There are many scenarios under which a patient’s classification ought to change: if new information updates or alters the prediction algorithm or if the raw, biological patient data itself changes. The case we would like to explore is when the gene signature and prediction algorithm are ‘locked down’ and when there is no biological variation in the patient data. We are concerned with how much data transformation due to pre-processing and normalization affects classification. It is our assertion that steps taken to transform patient data for the purposes of applying a prediction algorithm should not alter the patient’s eventual classification.

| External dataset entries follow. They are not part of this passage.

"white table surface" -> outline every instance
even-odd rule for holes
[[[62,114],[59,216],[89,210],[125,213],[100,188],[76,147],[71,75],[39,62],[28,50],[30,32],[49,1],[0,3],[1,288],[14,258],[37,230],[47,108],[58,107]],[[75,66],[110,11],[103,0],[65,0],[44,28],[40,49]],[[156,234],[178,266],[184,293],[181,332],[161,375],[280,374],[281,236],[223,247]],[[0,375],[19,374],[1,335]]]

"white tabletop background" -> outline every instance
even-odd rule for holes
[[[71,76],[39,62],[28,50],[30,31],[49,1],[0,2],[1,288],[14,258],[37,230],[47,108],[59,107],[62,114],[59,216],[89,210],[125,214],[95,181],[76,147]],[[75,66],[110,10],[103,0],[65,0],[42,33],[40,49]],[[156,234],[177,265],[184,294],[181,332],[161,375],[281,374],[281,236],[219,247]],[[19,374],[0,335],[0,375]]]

Some normalization methods (Bengtsson et al., 2008; McCall et al., 2010; Piccolo et al., 2012) and some batch correction methods (Leek et al., 2012; Parker et al., 2014) have addressed this issue by normalizing each sample against a fixed, or ‘frozen’, set of representative samples. Unfortunately, these approaches can be applied only to specific platforms where large numbers of representative samples have been collected. This is especially relevant when custom chips are designed, as is the case in many clinical applications. There remain a large range of platforms for measuring gene expression in use by researchers (Barrett et al., 2013), and single sample normalization methods are not currently available for many of these platforms. Additionally, methods such as quantile normalization and other forms of data scaling and transformation have become well known in the field and are often applied as standard steps in a data processing pipeline.

Even if single sample normalization methods were universally available, public measures of gene expression are frequently pre-processed using a range of methods for cleaning, normalization and analysis, resulting in a range of expression values for the same gene across different platforms (Allison et al., 2006). A more tractable solution is to build gene signatures that do not rely on raw gene expression values. We propose using the ranks of genes instead of their raw expression values under the assumption that any transformation applied to the data is rank-preserving.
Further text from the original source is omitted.